"It was likely an outflow of about what we saw in August, maybe a bit higher," Ulyukayev said in an interview with Ekho Moskvy radio.
He reiterated the bank's estimate for August outflows of $4.6 billion. Analysts say outflows were likely much higher.
"This is not a crisis," Ulyukayev said of the situation in Russian markets.
Investors' confidence in Russian assets was knocked this summer by falling oil prices, wrangles over BP's Russian venture TNK-BP, a government attack on coalminer Mechel, the military conflict with Georgia and the subsequent souring of relations with the West. An intensifying crisis in U.S. financial markets further compounded investors' fears.
A government rescue package potentially worth 130 billion dollars and a better tone on global markets helped Russia's stocks indexes rebound well over 20 percent Friday.
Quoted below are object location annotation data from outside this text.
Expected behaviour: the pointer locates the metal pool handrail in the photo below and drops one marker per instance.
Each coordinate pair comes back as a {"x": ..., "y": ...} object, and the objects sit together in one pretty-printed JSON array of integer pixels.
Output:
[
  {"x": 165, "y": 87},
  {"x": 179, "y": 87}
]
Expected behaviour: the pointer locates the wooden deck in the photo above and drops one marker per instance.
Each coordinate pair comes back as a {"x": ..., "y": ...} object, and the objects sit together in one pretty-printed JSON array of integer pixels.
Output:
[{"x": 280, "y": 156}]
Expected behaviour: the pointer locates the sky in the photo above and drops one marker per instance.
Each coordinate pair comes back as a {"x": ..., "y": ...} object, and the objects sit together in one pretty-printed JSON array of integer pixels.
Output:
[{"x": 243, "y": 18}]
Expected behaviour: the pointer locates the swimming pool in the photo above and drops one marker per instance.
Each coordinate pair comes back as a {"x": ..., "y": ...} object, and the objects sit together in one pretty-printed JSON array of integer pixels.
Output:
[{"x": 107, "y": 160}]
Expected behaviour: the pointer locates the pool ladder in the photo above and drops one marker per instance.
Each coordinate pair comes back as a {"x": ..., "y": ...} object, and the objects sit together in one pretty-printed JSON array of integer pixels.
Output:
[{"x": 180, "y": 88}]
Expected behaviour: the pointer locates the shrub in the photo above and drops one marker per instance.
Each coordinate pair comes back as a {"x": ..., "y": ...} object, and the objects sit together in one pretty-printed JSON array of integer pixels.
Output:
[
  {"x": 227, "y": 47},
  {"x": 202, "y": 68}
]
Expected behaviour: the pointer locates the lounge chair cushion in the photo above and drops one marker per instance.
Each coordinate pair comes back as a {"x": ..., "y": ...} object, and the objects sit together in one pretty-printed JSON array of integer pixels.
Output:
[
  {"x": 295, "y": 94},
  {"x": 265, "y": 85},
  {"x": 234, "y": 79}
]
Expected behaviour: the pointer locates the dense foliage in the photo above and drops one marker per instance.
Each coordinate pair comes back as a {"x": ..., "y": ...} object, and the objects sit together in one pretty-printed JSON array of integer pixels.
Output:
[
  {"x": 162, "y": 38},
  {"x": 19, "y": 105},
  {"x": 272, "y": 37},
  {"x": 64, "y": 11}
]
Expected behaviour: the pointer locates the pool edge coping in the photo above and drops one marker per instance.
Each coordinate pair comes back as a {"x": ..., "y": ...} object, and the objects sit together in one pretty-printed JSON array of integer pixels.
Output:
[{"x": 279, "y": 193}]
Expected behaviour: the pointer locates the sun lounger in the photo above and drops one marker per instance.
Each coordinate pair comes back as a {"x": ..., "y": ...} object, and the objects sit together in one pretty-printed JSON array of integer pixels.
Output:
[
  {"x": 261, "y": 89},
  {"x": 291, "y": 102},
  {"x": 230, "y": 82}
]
"Russian assets are some of the most undervalued in the world. ... Rational investors should invest, and the government can also act as a rational investor who is buying trustworthy stocks at these low levels with its own money."
But Ulyukayev also admitted that the market-saving measures have put the Central Bank's 2008 inflation target of about 11 percent out of reach -- a fact that could cost him a crate of alcohol on a lost bet.
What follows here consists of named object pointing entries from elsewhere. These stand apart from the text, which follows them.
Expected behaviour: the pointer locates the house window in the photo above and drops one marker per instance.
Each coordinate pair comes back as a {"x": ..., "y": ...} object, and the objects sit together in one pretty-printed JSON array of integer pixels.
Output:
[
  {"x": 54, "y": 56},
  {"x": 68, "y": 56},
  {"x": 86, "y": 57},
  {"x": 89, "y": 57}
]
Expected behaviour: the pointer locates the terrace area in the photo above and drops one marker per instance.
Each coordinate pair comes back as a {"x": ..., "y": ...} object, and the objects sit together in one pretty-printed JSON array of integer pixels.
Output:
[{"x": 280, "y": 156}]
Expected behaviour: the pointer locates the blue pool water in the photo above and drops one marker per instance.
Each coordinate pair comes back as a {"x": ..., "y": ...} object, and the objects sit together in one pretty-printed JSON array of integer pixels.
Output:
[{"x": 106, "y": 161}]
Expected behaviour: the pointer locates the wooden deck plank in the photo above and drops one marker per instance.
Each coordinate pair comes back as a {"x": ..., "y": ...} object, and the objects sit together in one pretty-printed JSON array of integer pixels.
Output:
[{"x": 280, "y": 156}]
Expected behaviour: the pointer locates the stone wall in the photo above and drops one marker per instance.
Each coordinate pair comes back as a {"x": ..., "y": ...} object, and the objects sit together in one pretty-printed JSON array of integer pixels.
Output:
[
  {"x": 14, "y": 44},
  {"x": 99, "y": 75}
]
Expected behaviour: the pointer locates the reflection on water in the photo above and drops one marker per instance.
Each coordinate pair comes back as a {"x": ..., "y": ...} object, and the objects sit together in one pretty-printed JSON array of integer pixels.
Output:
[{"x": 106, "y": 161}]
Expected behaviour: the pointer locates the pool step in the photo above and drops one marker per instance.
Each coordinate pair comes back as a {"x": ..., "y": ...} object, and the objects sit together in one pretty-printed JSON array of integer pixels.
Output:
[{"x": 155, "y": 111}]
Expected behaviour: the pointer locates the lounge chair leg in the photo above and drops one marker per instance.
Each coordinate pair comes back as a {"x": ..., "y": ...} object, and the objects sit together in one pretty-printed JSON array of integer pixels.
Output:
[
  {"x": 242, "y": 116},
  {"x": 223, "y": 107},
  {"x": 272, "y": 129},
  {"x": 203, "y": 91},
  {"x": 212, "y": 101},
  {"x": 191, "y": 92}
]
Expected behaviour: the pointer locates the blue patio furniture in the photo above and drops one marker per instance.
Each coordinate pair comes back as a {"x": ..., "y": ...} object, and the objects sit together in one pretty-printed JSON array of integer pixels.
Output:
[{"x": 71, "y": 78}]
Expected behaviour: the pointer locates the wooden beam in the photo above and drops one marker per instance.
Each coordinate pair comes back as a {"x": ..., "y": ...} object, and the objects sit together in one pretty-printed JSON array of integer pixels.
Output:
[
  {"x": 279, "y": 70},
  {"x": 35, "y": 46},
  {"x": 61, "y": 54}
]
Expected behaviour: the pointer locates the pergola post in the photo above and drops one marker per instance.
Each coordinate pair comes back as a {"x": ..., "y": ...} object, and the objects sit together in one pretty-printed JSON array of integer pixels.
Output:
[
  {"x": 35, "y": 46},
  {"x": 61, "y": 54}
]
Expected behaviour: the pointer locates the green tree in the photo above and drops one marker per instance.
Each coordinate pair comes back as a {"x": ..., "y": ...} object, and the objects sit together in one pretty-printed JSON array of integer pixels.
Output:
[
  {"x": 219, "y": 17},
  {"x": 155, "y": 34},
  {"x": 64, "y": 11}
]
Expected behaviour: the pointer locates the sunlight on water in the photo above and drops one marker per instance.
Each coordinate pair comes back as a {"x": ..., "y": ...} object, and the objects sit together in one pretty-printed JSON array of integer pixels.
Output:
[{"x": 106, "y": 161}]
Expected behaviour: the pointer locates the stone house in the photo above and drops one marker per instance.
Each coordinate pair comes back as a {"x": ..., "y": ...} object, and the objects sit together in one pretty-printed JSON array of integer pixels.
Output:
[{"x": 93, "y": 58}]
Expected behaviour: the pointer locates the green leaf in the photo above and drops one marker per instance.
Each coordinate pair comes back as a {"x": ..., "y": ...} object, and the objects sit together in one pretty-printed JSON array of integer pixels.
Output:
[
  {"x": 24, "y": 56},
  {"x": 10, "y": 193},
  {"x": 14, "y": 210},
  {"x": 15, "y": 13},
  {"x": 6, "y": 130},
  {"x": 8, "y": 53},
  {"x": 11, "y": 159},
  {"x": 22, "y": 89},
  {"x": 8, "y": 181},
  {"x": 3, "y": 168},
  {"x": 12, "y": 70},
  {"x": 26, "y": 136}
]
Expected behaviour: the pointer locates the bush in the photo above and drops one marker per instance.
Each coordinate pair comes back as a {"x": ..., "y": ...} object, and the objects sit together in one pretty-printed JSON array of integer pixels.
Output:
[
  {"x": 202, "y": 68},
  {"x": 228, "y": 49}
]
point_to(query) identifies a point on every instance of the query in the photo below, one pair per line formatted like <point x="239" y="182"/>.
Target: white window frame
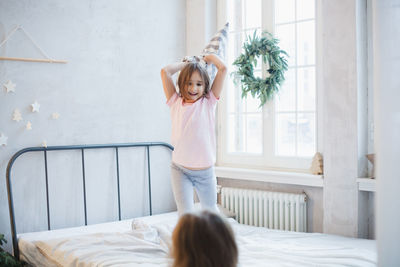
<point x="268" y="161"/>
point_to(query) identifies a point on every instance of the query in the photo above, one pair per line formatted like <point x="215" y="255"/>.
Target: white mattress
<point x="118" y="244"/>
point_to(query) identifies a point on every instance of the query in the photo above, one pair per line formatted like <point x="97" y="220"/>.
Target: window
<point x="283" y="133"/>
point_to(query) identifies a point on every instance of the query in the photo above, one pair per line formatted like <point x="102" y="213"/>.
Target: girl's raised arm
<point x="218" y="83"/>
<point x="166" y="77"/>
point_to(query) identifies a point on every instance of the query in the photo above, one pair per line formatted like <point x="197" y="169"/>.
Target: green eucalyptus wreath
<point x="266" y="47"/>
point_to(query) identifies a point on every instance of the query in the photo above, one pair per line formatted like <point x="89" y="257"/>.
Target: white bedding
<point x="147" y="243"/>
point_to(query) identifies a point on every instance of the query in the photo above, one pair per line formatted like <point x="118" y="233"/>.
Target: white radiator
<point x="273" y="210"/>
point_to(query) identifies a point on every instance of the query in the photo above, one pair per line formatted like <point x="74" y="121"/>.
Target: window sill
<point x="366" y="184"/>
<point x="278" y="177"/>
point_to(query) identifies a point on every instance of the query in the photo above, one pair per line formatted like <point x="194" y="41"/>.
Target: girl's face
<point x="194" y="89"/>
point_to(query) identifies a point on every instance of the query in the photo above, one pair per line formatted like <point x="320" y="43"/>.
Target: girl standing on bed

Inflation for the year to date has already reached 10 percent.
"With 10 percent accumulated already, the forecast of 11 percent will be extremely hard to realize," he said, agreeing with Central Bank Chairman Sergei Ignatyev, that inflation could reach 12 percent for the year.
Speaking on the same radio station in August, Ulyukayev said that he had made the wager to a member of the government that this year's inflation would not be higher than 2007's 11.9 percent.